Rethinking the objectives of extractive question answering
Fajcik, Martin, Jon, Josef, Kesiraju, Santosh, Smrz, Pavel
This paper describes two generally applicable approaches towards the significant improvement of the performance of state-of-the-art extractive question answering (EQA) systems. Firstly, contrary to a common belief, it demonstrates that using the objective with independence assumption for span probability $P(a_s,a_e) = P(a_s)P(a_e)$ of span starting at position $a_s$ and ending at position $a_e$ may have adverse effects. Therefore we propose a new compound objective that models joint probability $P(a_s,a_e)$ directly, while still keeping the objective with independency assumption as an auxiliary objective. Our second approach shows the beneficial effect of distantly semi-supervised shared-normalization objective known from (Clark and Gardner, 2017). We show that normalizing over a set of documents similar to the golden passage, and marginalizing over all ground-truth answer string positions leads to the improvement of results from smaller statistical models. Our results are supported via experiments with three QA models (BidAF, BERT, ALBERT) over six datasets. The proposed approaches do not use any additional data. Our code, analysis, pretrained models, and individual results will be available online.

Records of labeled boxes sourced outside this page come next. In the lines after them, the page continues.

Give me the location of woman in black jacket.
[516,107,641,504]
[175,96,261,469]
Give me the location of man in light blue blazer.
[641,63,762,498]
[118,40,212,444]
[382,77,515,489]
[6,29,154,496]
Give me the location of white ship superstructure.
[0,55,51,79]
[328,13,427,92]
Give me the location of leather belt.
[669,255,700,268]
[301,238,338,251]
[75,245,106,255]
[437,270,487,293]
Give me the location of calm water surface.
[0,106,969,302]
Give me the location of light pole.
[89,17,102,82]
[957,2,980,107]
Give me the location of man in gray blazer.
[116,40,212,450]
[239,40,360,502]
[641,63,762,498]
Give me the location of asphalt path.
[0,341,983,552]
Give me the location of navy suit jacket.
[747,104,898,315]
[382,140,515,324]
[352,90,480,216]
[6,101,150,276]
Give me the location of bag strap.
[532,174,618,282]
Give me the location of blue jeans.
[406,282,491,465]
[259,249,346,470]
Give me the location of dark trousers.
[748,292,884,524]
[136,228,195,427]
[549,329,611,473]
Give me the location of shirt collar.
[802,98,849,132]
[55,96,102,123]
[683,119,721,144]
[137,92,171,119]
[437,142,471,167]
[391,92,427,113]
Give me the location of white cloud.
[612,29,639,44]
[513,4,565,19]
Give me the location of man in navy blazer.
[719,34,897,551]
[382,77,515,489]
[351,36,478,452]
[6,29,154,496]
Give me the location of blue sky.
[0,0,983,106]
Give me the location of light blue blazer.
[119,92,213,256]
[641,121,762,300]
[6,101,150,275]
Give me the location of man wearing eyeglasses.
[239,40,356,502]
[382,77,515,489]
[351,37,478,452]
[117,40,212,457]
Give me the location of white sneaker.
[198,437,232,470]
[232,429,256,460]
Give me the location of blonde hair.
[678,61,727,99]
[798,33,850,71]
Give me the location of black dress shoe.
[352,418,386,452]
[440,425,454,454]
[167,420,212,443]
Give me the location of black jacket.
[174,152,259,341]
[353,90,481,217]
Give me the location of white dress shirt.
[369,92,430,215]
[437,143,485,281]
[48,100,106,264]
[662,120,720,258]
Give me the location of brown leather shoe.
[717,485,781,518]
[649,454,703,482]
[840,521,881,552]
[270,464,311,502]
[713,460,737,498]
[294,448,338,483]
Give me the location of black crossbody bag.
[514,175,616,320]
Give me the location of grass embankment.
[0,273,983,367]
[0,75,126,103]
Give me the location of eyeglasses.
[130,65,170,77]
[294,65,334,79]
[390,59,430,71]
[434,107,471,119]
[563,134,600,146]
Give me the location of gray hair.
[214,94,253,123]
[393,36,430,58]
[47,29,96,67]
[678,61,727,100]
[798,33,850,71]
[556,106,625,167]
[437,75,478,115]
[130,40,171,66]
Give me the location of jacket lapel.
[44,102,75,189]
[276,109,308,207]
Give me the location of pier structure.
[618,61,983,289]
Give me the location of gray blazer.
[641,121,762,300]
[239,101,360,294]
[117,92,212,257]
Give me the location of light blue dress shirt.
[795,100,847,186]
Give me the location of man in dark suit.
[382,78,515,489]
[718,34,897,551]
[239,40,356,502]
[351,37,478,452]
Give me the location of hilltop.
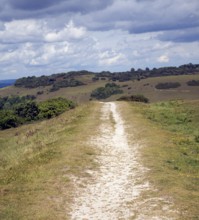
[0,64,199,103]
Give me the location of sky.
[0,0,199,79]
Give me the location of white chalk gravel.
[70,102,175,220]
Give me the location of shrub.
[91,83,123,99]
[117,95,149,103]
[155,82,181,89]
[38,98,75,119]
[187,80,199,86]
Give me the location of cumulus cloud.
[0,0,199,77]
[45,21,86,42]
[157,55,169,63]
[0,0,113,21]
[99,50,125,66]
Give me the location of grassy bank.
[0,103,98,220]
[125,101,199,219]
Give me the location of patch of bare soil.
[70,102,176,220]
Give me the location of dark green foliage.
[14,70,88,91]
[38,98,75,119]
[50,79,84,92]
[91,83,123,99]
[15,101,39,121]
[155,82,181,89]
[187,80,199,86]
[0,110,21,129]
[118,95,149,103]
[0,96,75,129]
[15,76,55,88]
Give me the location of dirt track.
[71,102,176,220]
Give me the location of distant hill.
[0,79,16,88]
[0,63,199,103]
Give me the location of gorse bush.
[91,83,123,99]
[0,96,75,129]
[117,95,149,103]
[155,82,181,89]
[38,98,75,119]
[187,80,199,86]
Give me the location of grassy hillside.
[0,74,199,103]
[123,101,199,219]
[0,103,98,220]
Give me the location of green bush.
[187,80,199,86]
[38,98,75,119]
[155,82,181,89]
[0,96,75,129]
[91,83,123,99]
[118,95,149,103]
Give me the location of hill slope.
[0,101,199,219]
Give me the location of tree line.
[0,96,75,130]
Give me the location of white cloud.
[157,55,169,63]
[44,20,86,42]
[99,51,125,66]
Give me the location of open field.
[0,74,199,103]
[123,101,199,219]
[0,103,101,220]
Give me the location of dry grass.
[0,103,101,220]
[0,74,199,103]
[119,101,199,220]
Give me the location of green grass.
[125,101,199,219]
[0,74,199,103]
[0,103,98,220]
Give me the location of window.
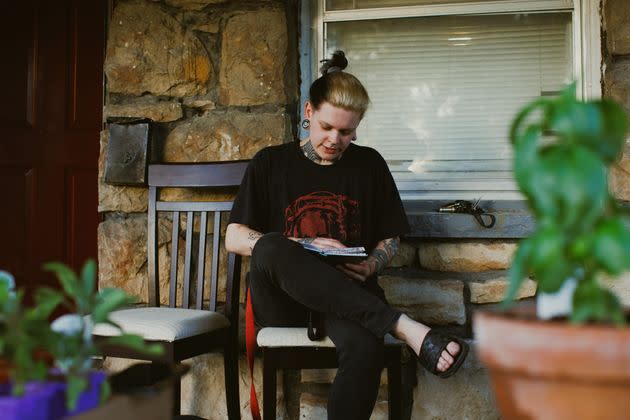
[302,0,599,200]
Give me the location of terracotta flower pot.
[474,307,630,420]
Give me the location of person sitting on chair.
[225,51,468,420]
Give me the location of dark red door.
[0,0,106,296]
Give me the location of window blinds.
[326,13,572,198]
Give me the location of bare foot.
[393,314,461,372]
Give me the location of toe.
[440,351,455,366]
[443,341,461,356]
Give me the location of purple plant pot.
[0,371,107,420]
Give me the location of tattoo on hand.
[370,248,389,273]
[370,238,400,273]
[383,238,400,259]
[247,232,262,241]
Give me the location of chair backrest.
[147,161,248,321]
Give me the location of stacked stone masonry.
[98,0,630,419]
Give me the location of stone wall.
[99,0,630,419]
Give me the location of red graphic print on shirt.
[284,191,361,245]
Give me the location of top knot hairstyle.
[309,50,370,118]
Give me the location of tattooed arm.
[225,223,263,256]
[337,237,400,281]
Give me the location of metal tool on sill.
[438,198,496,229]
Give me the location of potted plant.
[0,260,162,419]
[474,85,630,419]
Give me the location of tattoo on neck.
[302,139,322,163]
[301,139,342,165]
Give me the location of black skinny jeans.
[249,233,400,420]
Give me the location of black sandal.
[418,329,468,378]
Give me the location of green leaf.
[66,374,88,411]
[571,279,625,326]
[35,287,64,319]
[593,217,630,274]
[92,288,135,324]
[44,262,83,297]
[107,334,164,356]
[98,380,112,405]
[502,238,533,309]
[529,224,572,293]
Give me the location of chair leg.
[263,349,277,420]
[223,343,241,420]
[173,362,182,416]
[387,348,403,420]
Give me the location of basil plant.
[505,84,630,325]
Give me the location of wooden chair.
[256,327,415,420]
[94,161,247,419]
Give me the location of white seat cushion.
[256,327,404,347]
[92,307,230,342]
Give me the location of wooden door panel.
[0,167,35,284]
[0,0,38,130]
[65,167,99,267]
[0,0,106,289]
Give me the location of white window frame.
[308,0,602,200]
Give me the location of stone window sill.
[404,201,534,239]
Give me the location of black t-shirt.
[230,142,409,250]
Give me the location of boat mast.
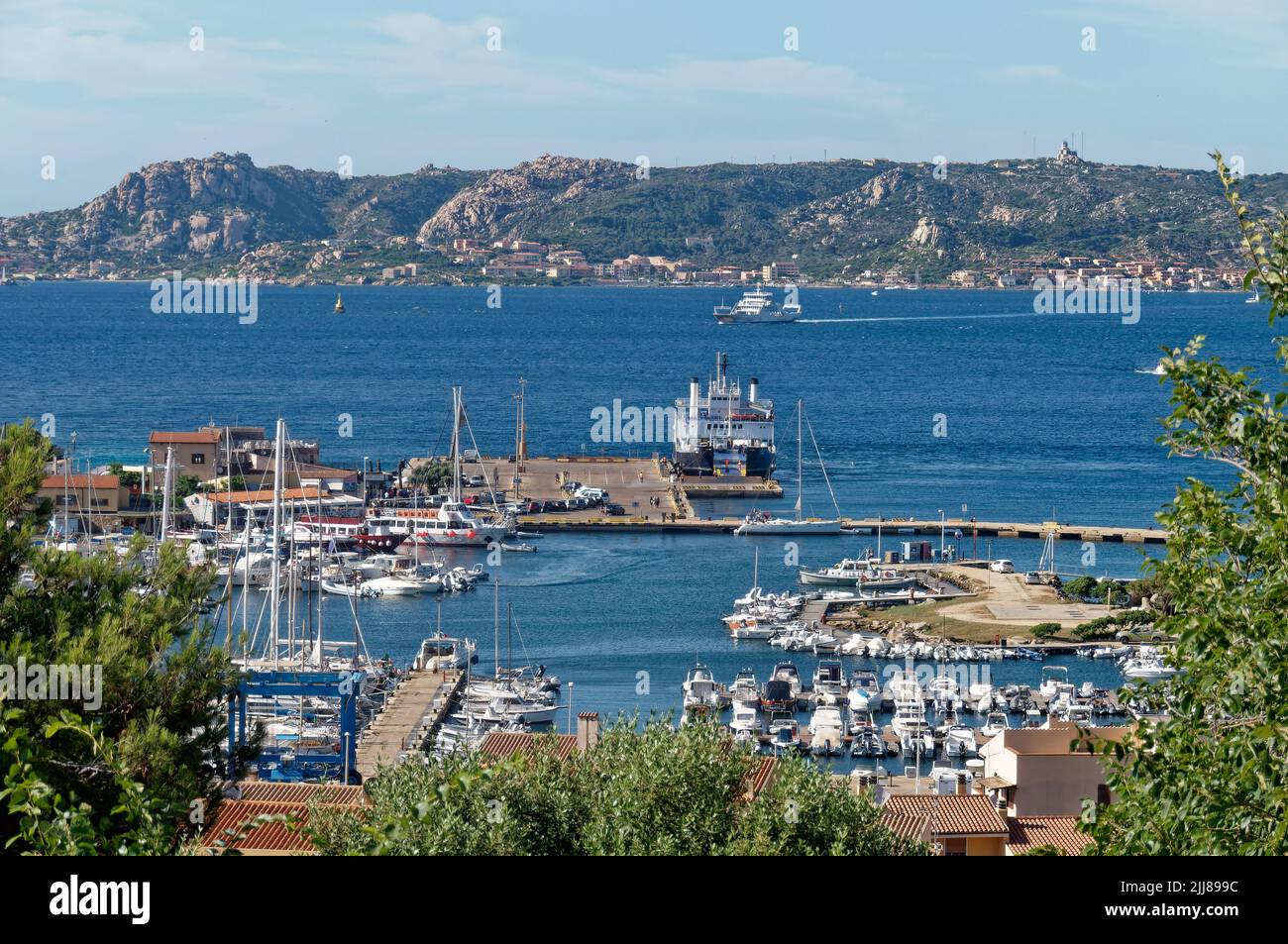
[265,416,284,669]
[161,446,174,544]
[796,399,805,522]
[452,386,461,503]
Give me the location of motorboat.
[683,662,720,716]
[846,669,881,715]
[799,558,917,592]
[769,662,802,702]
[729,669,760,704]
[1038,666,1069,698]
[769,720,802,756]
[808,704,845,757]
[979,711,1012,738]
[729,700,760,743]
[944,724,978,757]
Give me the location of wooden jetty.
[358,669,465,780]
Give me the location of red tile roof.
[480,731,577,760]
[881,793,1008,836]
[40,472,121,488]
[201,781,368,855]
[149,430,219,446]
[1006,816,1091,855]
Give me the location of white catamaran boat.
[734,400,841,535]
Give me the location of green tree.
[309,718,926,855]
[1090,154,1288,855]
[407,461,452,493]
[0,424,254,854]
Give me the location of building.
[149,429,222,485]
[36,472,130,535]
[979,721,1130,818]
[183,485,365,531]
[881,793,1010,855]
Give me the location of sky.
[0,0,1288,215]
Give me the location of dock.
[357,669,465,780]
[412,452,1167,545]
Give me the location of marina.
[5,288,1246,781]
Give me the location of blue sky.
[0,0,1288,215]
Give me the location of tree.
[407,460,452,493]
[0,422,255,854]
[301,718,926,855]
[1089,154,1288,855]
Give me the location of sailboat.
[734,400,841,535]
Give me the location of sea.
[0,282,1275,773]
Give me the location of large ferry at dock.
[673,355,777,477]
[713,288,802,325]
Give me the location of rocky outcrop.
[416,155,636,245]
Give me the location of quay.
[412,454,1167,544]
[357,658,465,781]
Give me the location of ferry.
[671,355,777,477]
[712,288,802,325]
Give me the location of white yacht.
[733,400,841,535]
[712,287,802,325]
[683,662,720,717]
[808,704,845,757]
[800,558,917,589]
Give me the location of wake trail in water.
[491,559,651,587]
[796,312,1046,325]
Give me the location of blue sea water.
[0,283,1274,757]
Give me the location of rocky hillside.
[0,154,1288,278]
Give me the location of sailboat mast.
[796,400,805,522]
[265,417,284,669]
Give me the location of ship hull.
[674,446,776,479]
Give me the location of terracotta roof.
[149,430,219,445]
[743,755,778,799]
[989,721,1133,756]
[40,472,121,488]
[480,731,577,760]
[1006,816,1091,855]
[201,781,368,855]
[881,808,930,842]
[881,793,1006,836]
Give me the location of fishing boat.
[733,400,841,535]
[800,558,917,591]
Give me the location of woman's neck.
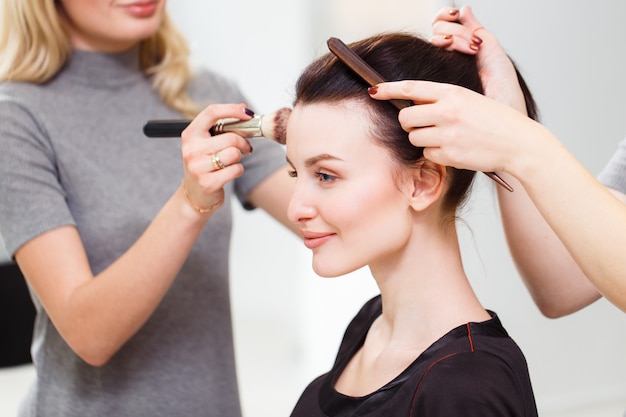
[370,224,489,346]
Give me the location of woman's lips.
[302,231,335,249]
[124,1,159,17]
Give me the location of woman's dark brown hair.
[294,33,536,213]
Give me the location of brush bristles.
[263,107,291,145]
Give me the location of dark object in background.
[0,263,35,367]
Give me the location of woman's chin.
[313,261,358,278]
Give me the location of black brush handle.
[143,119,191,138]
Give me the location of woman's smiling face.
[287,101,411,277]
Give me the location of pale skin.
[15,0,296,366]
[373,6,626,317]
[287,102,490,396]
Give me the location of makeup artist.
[372,6,626,317]
[0,0,291,417]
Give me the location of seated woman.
[287,33,537,417]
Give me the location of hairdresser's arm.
[432,6,599,317]
[15,101,250,366]
[373,81,626,317]
[376,8,626,317]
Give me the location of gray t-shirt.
[0,50,285,417]
[598,138,626,194]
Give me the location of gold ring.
[211,152,226,171]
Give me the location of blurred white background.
[0,0,626,417]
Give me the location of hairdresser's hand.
[181,103,252,211]
[431,6,526,114]
[370,81,545,175]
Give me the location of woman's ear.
[407,159,446,211]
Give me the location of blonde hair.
[0,0,199,117]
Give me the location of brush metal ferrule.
[211,116,263,138]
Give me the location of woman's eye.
[315,172,337,184]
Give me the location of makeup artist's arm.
[368,7,626,317]
[15,105,250,366]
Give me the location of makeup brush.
[143,107,291,145]
[327,38,513,192]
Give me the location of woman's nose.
[287,184,316,223]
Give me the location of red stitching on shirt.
[409,353,458,416]
[409,323,474,417]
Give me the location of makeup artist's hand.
[370,81,552,175]
[181,103,252,212]
[431,6,526,114]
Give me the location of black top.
[291,295,537,417]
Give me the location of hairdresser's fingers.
[433,6,459,24]
[430,22,482,55]
[181,103,252,162]
[368,80,464,104]
[181,103,251,207]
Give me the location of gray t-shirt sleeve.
[598,138,626,194]
[0,95,75,257]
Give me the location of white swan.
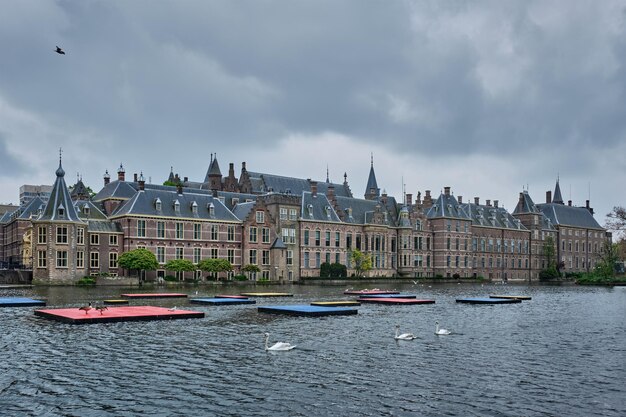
[435,321,452,335]
[265,333,296,350]
[394,325,416,340]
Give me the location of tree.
[350,249,372,277]
[241,264,261,278]
[198,258,233,280]
[117,249,159,271]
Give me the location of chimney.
[309,180,317,197]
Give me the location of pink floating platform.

BUT-FIT at SemEval-2020 Task 5: Automatic detection of counterfactual statements with deep pre-trained language representation models
Fajcik, Martin, Jon, Josef, Docekal, Martin, Smrz, Pavel
This paper describes BUT-FIT's submission at SemEval-2020 Task 5: Modelling Causal Reasoning in Language: Detecting Counterfactuals. The challenge focused on detecting whether a given statement contains a counterfactual (Subtask 1) and extracting both antecedent and consequent parts of the counterfactual from the text (Subtask 2). We experimented with various state-of-the-art language representation models (LRMs). We found RoBERTa LRM to perform the best in both subtasks. We achieved the first place in both exact match and F1 for Subtask 2 and ranked second for Subtask 1.
BUT-FIT at SemEval-2019 Task 7: Determining the Rumour Stance with Pre-Trained Deep Bidirectional Transformers
Fajcik, Martin, Burget, Lukáš, Smrz, Pavel
This paper describes our system submitted to SemEval 2019 Task 7: RumourEval 2019: Determining Rumour Veracity and Support for Rumours, Subtask A (Gorrell et al., 2019). The challenge focused on classifying whether posts from Twitter and Reddit support, deny, query, or comment a hidden rumour, truthfulness of which is the topic of an underlying discussion thread. We formulate the problem as a stance classification, determining the rumour stance of a post with respect to the previous thread post and the source thread post. The recent BERT architecture was employed to build an end-to-end system which has reached the F1 score of 61.67% on the provided test data. It finished at the 2nd place in the competition, without any hand-crafted features, only 0.2% behind the winner.